Identity of the Fact-finder

Justice Alito indicates that the foursome might have viewed the case differently if the fact-finder were a jury. The other five properly wonder how the identity of the fact-finder can affect a Confrontation Clause issue. As I understand it, Justice Alito’s response is in effect this: There was an OK way that a fact-finder could use the Cellmark information, as supporting the expert’s opinion (I don’t agree, given the presentation of the information, but that’s a subject for another post), and a bad way, which would violate the Confrontation Clause. There’s a substantial chance that a jury would fail to draw the distinction, but a trial judge can do it. I think it probably hurt Justice Alito to have to make the concession, acknowledging that instructions might not be a satisfactory cure here, but it may have been the price of keeping the four together. Of course, one of the difficulties here is that the supposed distinction between admission for the truth and admission in support of the expert’s opinion is non-existent when the statement supports the opinion only if true. Five justices recognized this point.

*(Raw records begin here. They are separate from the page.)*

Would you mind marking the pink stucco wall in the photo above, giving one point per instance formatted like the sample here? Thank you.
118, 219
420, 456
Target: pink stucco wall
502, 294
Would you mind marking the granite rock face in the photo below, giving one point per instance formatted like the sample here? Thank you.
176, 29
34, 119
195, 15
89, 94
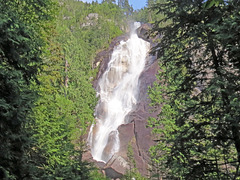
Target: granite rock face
134, 132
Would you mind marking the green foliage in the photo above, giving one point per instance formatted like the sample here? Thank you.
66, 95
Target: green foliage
198, 129
132, 172
20, 58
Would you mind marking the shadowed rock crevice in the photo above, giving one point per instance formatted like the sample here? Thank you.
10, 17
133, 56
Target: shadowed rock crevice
136, 121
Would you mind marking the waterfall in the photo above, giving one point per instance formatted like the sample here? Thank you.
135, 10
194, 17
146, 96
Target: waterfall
118, 94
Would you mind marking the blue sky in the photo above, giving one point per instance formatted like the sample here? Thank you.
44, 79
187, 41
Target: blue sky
137, 4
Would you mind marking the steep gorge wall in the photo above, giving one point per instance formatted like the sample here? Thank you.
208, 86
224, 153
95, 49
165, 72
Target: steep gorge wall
134, 132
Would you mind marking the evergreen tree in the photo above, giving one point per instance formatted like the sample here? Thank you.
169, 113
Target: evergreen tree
198, 130
20, 58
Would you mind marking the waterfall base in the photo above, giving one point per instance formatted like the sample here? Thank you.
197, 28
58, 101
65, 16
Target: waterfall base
135, 132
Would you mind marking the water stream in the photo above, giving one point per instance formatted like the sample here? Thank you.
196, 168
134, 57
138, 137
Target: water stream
118, 94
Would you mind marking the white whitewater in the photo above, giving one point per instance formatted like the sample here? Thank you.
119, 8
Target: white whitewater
118, 93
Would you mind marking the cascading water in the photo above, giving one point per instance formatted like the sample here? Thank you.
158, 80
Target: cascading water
118, 93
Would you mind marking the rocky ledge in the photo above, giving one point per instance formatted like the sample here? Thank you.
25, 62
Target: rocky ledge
134, 132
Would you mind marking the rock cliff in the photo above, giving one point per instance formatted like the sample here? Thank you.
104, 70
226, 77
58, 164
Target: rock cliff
134, 132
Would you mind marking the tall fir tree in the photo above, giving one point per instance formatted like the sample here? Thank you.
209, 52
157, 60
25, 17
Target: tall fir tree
198, 130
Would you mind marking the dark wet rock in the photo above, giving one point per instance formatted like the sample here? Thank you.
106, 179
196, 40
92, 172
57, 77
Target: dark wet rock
135, 131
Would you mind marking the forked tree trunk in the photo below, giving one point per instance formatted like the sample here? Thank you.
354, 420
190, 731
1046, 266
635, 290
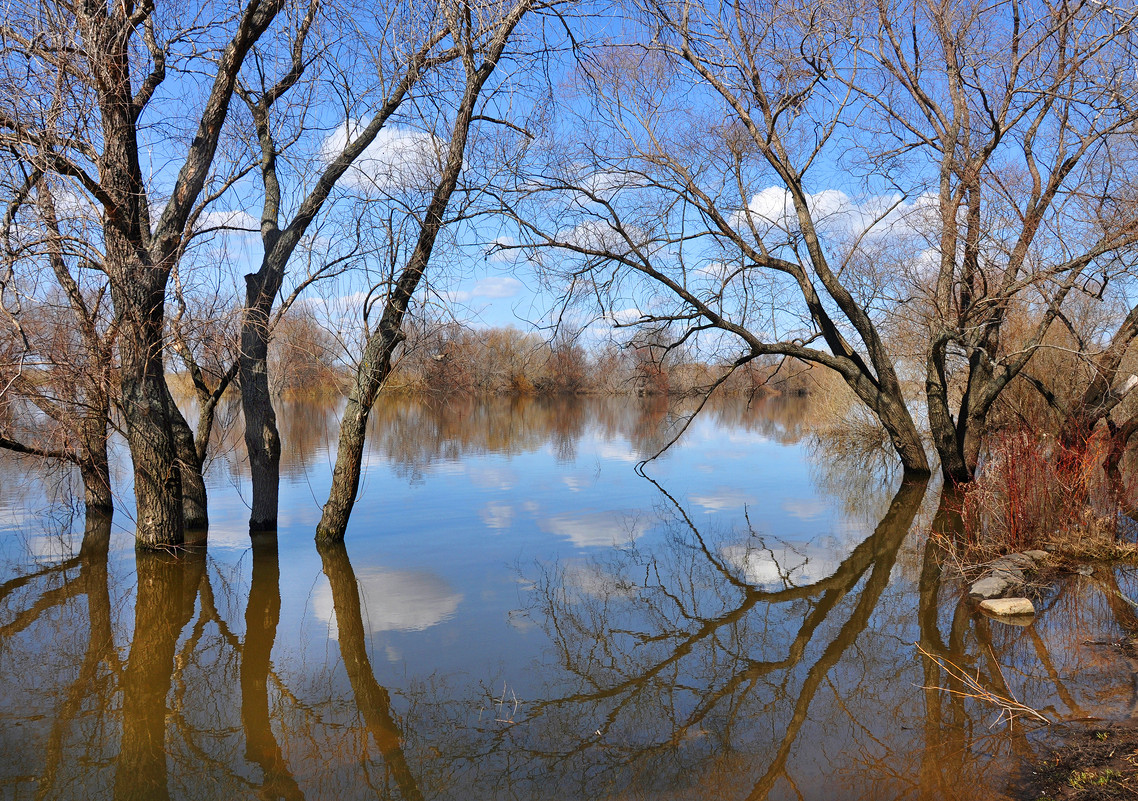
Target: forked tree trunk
376, 363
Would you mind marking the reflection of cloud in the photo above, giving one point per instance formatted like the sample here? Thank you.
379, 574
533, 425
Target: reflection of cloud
485, 477
594, 580
794, 563
724, 498
803, 509
496, 514
617, 452
594, 529
393, 600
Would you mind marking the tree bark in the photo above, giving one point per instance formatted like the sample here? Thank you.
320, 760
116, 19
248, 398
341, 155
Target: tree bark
376, 364
262, 439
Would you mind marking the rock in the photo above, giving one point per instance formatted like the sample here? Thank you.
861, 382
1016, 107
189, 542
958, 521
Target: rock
1006, 608
991, 586
1015, 562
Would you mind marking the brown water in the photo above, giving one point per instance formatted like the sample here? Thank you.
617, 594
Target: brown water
518, 614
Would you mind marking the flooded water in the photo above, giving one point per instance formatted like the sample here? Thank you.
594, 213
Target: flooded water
519, 614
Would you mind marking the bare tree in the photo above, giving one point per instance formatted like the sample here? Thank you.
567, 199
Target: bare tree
85, 121
1019, 117
412, 40
706, 207
58, 340
479, 34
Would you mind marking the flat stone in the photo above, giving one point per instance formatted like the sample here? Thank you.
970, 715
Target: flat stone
1015, 562
990, 586
1005, 608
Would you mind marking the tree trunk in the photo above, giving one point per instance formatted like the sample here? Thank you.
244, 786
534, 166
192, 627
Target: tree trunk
150, 437
370, 376
95, 467
195, 509
262, 439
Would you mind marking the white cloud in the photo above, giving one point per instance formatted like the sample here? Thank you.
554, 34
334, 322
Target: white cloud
595, 581
494, 287
835, 212
393, 600
398, 157
237, 219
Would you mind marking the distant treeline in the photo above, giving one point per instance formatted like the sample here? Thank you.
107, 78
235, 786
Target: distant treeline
453, 358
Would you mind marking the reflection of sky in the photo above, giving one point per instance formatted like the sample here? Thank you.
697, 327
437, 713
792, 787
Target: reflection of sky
774, 564
393, 601
590, 529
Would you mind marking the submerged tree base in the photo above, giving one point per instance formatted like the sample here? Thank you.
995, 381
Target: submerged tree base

As I understand Justice Thomas’s opinion, the case would come out differently if the report had been certified. Let’s put aside for the moment the merits of that view. (I don’t think there are any.) My understanding is that as of now the laws of some states purport to allow lab reports only if sworn or certified, or somehow made what even Justice Thomas would regard as sufficiently formal to come within the Confrontation Clause. So where this is true, even if the facts are otherwise identical to those of Williams, it appears the case comes out differently. Those state laws might be changed, of course. If a given state removes its requirement of formalization, for the obvious and presumably stated purpose of making the lab report admissible, would Justice Thomas then say that this is the type of evasion he has previously, and again in Williams, said cannot be made to avoid the Confrontation Clause? I wouldn’t hazard a prediction.